Sie halten die Revision für unbegründet.
II
Die Revision des Klägers hat keinen Erfolg. Die Entscheidung des LSG, das den angefochtenen Bescheid als rechtmäßig beurteilt hat, ist nicht zu beanstanden.
Rechtsgrundlage des angefochtenen Bescheides ist die Regelung des § 106 Abs 2 Satz 1 Nr 1 Fünftes Buch Sozialgesetzbuch (SGB V) in der bis zum 31. Dezember 1992 geltenden Fassung des Gesundheits-Reformgesetzes (GRG) vom 20. Dezember 1988 (BGBl I 2477), wonach die Wirtschaftlichkeit der vertragsärztlichen Versorgung ua durch arztbezogene Prüfung ärztlich verordneter Leistungen nach Durchschnittswerten beurteilt wird. Nach den hierzu von der Rechtsprechung entwickelten Grundsätzen stellt die statistische Prüfung in Gestalt eines Vergleichs der Verordnungswerte des betroffenen Arztes mit denjenigen seiner Fachgruppe im selben Quartal die Regelprüfmethode dar (dazu zuletzt BSGE 84, 85, 86 = SozR 3-2500 § 106 Nr 47 S 250). Ergibt diese Prüfung, daß die Verordnungskosten des Arztes je Fall die durchschnittlichen Verordnungskosten seiner Fachkollegen in einem Ausmaß überschreiten, bei dem sich der Mehraufwand nicht mehr durch Unterschiede in der Praxisstruktur und den Behandlungsnotwendigkeiten erklären läßt, so hat das die Wirkung eines Anscheinsbeweises der Unwirtschaftlichkeit (stRspr, vgl zB BSG SozR 3-2500 § 106 Nr 27 S 152 f und S 154). Dieser wird allerdings entkräftet, wenn der betroffene Arzt darlegt – und dies sich als zutreffend erweist –, daß bei seiner Arztpraxis besondere, einen höheren Behandlungsaufwand rechtfertigende Umstände (Praxisbesonderheiten) vorliegen, die für die zum Vergleich herangezogenen Arztgruppen untypisch sind (BSG aaO S 154).

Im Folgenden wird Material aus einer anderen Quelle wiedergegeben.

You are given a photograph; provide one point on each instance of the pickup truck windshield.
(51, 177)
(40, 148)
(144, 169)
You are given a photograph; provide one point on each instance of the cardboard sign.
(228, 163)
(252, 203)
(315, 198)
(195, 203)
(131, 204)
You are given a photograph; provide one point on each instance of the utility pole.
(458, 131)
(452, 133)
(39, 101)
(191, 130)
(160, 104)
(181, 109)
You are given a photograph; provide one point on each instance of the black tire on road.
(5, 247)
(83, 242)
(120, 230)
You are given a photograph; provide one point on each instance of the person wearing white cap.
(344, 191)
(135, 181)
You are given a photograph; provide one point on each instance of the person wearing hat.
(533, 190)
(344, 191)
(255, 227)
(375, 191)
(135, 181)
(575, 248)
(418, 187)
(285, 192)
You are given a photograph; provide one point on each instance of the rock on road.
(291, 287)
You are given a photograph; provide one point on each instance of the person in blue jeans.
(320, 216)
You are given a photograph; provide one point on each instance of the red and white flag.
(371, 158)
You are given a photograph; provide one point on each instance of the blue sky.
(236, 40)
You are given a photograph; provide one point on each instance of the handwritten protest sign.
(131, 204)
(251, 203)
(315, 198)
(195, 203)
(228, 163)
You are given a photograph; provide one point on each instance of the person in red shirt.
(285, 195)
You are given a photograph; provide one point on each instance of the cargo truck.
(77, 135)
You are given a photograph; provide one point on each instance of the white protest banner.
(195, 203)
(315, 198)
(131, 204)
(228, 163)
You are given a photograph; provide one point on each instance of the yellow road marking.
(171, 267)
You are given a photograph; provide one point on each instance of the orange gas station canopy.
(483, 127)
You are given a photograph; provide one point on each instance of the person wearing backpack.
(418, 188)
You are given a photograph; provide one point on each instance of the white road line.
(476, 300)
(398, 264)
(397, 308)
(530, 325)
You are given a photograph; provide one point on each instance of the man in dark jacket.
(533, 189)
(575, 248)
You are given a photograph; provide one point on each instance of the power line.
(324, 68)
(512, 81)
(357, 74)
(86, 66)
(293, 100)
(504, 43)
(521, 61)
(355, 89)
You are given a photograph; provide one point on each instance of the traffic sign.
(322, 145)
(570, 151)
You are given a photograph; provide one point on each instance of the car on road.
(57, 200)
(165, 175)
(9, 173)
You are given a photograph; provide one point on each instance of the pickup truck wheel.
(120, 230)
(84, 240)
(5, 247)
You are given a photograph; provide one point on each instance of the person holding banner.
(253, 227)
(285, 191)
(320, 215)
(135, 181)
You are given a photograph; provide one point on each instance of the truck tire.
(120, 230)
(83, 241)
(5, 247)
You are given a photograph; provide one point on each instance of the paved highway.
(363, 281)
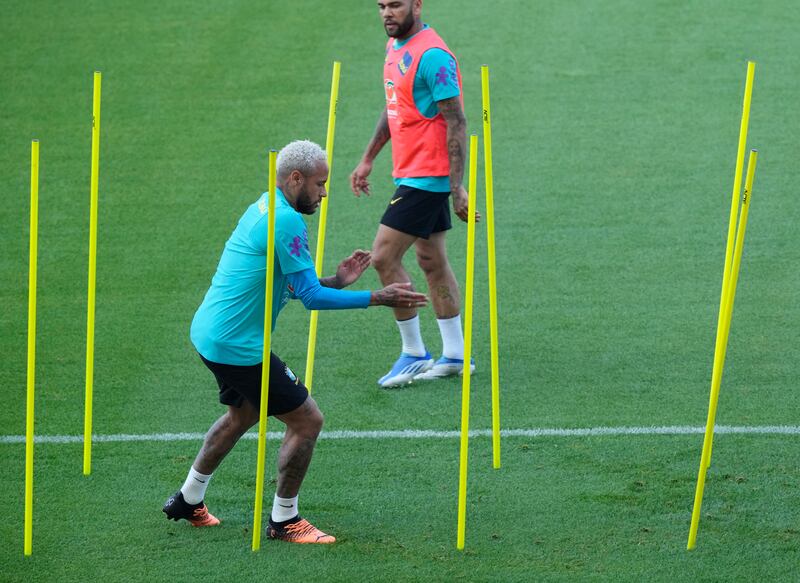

Für die Frage, ob die aufgezeigten Rechtsmaßstäbe zutreffend angewandt worden sind, ist entgegen der Ansicht des Klägers nicht auf den Bescheid des Prüfungsausschusses, sondern auf den des Beschwerdeausschusses abzustellen. Nach der Rechtsprechung des erkennenden Senats beschränkt sich bei Entscheidungen in Verfahren der Wirtschaftlichkeitsprüfung die gerichtliche Kontrolle auf den das Verwaltungsverfahren abschließenden Bescheid des Beschwerdeausschusses. Dieser wird mit seiner Anrufung gemäß § 106 Abs 5 Satz 4 SGB V für das weitere Prüfverfahren ausschließlich und endgültig zuständig (stRspr, vgl zB BSGE 78, 278, 279 f = SozR 3-2500 § 106 Nr 35 S 194 f; BSG SozR 3-2500 § 106 Nr 39 S 216; ebenso betr Zulassungsangelegenheiten zB BSG SozR 3-5520 § 44 Nr 1 S 4 mwN).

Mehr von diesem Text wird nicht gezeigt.